Pronto, aquellos armatostes recibieron el nombre con el que los conocemos ahora, concretamente gracias a Giovanni Demisiani. Los telescopios comenzaron entonces a crecer, tanto en longitud como en diámetro, permitiendo el uso de lentes más grandes y, por lo tanto, con mayor potencia. Sin embargo, quedaba mucho por avanzar, porque aquellos vidrios curvos, a medida que trataban de ver objetos más lejanos y pequeños (como las estrellas) revelaban su talón de Aquiles, contaminando las imágenes con lo que fue llamado “aberración cromática”, separando la luz en torno al objeto en coloreadas y difusas auras. La solución a este drama astronómico la trajo Isaac Newton en 1688, cuando inventó el telescopio reflector, que, a diferencia del refractor, no utilizaba lentes, sino cristales. El invento de Newton permitió, no solo evitar la aberración cromática, sino aligerar los telescopios y abaratar su coste.
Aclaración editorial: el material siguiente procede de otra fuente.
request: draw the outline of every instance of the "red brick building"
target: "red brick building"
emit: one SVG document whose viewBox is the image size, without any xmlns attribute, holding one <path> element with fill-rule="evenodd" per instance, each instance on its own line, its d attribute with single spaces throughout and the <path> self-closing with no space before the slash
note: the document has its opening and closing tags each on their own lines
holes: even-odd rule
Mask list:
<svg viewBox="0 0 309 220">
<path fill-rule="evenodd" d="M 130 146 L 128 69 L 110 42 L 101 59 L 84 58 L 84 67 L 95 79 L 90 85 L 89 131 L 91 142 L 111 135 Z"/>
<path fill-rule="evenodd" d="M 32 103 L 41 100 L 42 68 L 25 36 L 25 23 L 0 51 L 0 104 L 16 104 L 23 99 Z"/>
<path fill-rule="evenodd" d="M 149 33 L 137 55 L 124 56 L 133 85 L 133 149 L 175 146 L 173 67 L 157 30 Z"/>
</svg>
Tras los reflectores llegaron los catadriópticos, capaces (entre otras ventajas) de combinar lentes y espejos para reducir la longitud de sus cuerpos. Sus tamaños fueron creciendo hasta dar a luz verdaderos monstruos alojados en domos de metal, cúpulas que se abren cuando las flores se cierran, en plena oscuridad. No obstante, aquello no era el final del camino. Había otro gran impedimento entre las estrellas y nuestros ojos, la atmósfera. Al atravesar el aire, la imagen se altera, perdemos información y resolución, por lo que hubo que construir telescopios enormes en lugares especialmente altos, para reducir los kilómetros de atmósfera que tuviera que atravesar la luz. Una vez agotamos estas opciones, el siguiente paso era evidente, había que sacar los telescopios de nuestro planeta y ponerlos en órbita.
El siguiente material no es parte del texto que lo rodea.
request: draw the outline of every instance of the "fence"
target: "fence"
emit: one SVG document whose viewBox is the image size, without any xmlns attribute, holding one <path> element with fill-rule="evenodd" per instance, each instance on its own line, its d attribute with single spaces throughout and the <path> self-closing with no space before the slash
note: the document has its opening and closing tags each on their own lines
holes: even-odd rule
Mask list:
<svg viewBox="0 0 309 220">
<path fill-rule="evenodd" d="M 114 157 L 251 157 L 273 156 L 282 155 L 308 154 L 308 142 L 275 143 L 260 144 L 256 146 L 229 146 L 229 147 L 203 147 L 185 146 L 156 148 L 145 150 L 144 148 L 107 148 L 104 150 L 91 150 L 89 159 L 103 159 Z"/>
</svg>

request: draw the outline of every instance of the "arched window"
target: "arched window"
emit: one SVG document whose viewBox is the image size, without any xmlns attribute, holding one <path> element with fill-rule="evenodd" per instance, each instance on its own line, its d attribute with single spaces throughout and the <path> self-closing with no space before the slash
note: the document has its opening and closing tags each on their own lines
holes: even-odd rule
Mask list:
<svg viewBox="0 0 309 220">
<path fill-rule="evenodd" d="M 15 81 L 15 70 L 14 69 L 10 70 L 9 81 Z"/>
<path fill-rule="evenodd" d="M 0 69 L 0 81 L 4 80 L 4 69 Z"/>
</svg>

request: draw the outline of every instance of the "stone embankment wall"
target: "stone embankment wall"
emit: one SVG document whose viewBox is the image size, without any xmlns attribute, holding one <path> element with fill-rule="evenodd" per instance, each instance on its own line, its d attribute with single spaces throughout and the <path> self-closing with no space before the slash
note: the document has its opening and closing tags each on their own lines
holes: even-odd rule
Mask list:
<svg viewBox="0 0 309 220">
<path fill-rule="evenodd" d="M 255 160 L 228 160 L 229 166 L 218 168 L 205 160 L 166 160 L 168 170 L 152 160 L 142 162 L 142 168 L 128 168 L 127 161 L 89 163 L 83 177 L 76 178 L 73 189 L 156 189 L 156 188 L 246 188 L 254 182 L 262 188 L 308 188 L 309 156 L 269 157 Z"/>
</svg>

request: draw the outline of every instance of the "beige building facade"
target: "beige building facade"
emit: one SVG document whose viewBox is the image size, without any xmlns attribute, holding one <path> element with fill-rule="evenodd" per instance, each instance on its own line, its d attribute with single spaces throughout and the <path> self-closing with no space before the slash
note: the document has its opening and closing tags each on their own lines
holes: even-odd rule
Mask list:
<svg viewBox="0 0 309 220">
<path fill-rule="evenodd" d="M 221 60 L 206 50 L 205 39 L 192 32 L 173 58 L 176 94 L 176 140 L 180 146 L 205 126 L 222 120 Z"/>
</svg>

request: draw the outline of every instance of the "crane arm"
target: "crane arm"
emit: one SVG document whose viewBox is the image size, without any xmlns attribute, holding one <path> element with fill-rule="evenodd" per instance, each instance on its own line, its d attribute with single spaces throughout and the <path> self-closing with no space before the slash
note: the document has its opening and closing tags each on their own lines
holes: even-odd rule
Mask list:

Así es como, el 24 de abril de 1990, el Hubble despegó de Cabo Cañaveral para no volver. El primer telescopio espacial ya estaba dando vueltas a la Tierra. Durante este viaje, los telescopios ópticos (que funcionan con luz visible), dieron lugar a variantes capaces de aprovechar otros rangos del espectro electromagnético. El Chandra, por ejemplo, capta rayos X y el Spitzer los infrarrojos. Los radiotelescopios captan ondas de radio y, si nos salimos del dominio de la luz, para algunos, los detectores de ondas gravitacionales no dejan de ser telescopios de otro tipo.

Y a pesar de tantos logros, la historia no ha terminado. Hace ya tiempo que el sucesor del Hubble está a punto de ponerse en órbita. Los retrasos debidos a la pandemia siguen haciendo mella, pero tras ellos se esconde la promesa de un telescopio tan potente que nos permitirá ver planetas formándose en otras galaxias. Su nombre es James Webb y tampoco será el punto y final de esta historia de viajes al pasado.

QUE NO TE LA CUELEN:

  • Actualmente existen multitud de modelos de telescopios realmente económicos. Su precio depende en parte de la calidad de las lentes o de los espejos que empleen, pero junto con esto influirán otros aspectos como el tipo de trípode y accesorios que permitan una mejor experiencia, como los filtros o el acabado. Un ejemplo relativamente caro y frecuente son los motores que harán rotar al telescopio a la vez que rota la Tierra, para mantenerse fijo en un punto del cielo durante toda la noche, sin importar que las estrellas parezcan huir sobre nuestras cabezas.